With that as a preamble, let's talk again about Buxton. Because for as hot as other Twins hitters have been lately (Eddie Rosario and Brian Dozier chief among them), Buxton has perhaps a little more quietly put together a very impressive run of games.

If we go back to July 4 — a span of just 19 games for Buxton because of an injury and the All-Star break — he's hitting .371 in that stretch with a .920 OPS. If we look only at the last 13 games since Aug. 1 when he returned from injury, we still find Buxton hitting .317. He's also crept up in the batting order to No. 6 a couple times in that span — the first times since the first four games of the season that he's batted even that high.

Just as important as the change in his numbers — Buxton was hitting below .200 and striking out at a ridiculous rate through the first half of the season — is Buxton's change in approach. The last two games in Detroit provided a microcosm: on Saturday, Buxton drove a pitch down the middle to right field for an opposite-field home run (his first, in fact, since July 4).
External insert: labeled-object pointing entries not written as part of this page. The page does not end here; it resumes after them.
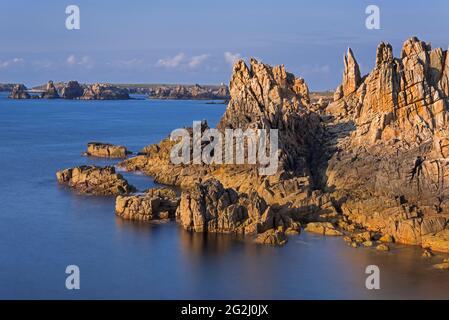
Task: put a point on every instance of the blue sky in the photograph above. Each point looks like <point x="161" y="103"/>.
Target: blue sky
<point x="195" y="41"/>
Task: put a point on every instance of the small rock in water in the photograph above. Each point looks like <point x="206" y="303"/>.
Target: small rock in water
<point x="442" y="266"/>
<point x="383" y="247"/>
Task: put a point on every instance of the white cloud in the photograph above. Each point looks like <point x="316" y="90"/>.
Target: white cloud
<point x="198" y="60"/>
<point x="12" y="62"/>
<point x="231" y="58"/>
<point x="181" y="61"/>
<point x="314" y="69"/>
<point x="84" y="61"/>
<point x="171" y="62"/>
On Sunday, in an exceedingly impressive at-bat, on a 2-2 pitch Buxton hit a 92 mph fastball at the knees on the outside corner up the middle for an RBI single that broke a late tie and gave the Twins a vitally important victory over Detroit. (Frame grab shown here).
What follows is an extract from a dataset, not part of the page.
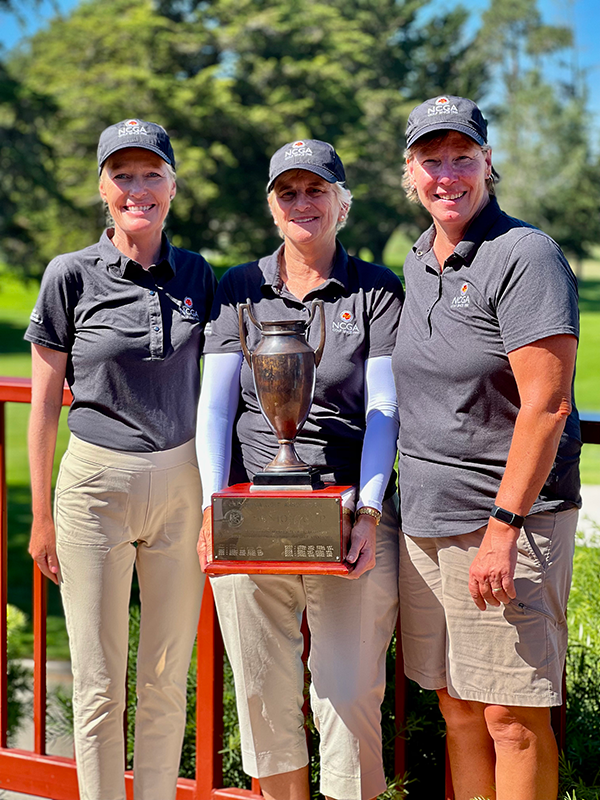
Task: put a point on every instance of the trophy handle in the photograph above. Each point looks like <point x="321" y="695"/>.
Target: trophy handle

His plate coverage is light years ahead of where it was earlier this year as he allows the ball to travel farther and uses all fields. The change is intentional: "I did some work in the cage," Buxton said recently. "Kind of got myself back on track, letting the ball travel to me a little more" before swinging.

But is it sustainable? Buxton is putting more balls in play, but even with his speed his .400 average on balls in play this month will flatten out at some point. That said, this feels like the most sustainable version of "good" Buxton we have seen in his parts of three years with the Twins. You can explain away a September tear against mediocre pitching or a strong spring far more easily than a bunch of hits to right and center — many off of good pitches.

The next step, of course, is replication instead of regression. And the step after that will be attempting to mix the power from the end of last year with the all-field approach of this year.

One thing is for sure: Buxton is already a game-changing player on defense. If Buxton has turned a corner at the plate, it changes the entire lineup. That's how dynamic Buxton can be — and has been lately.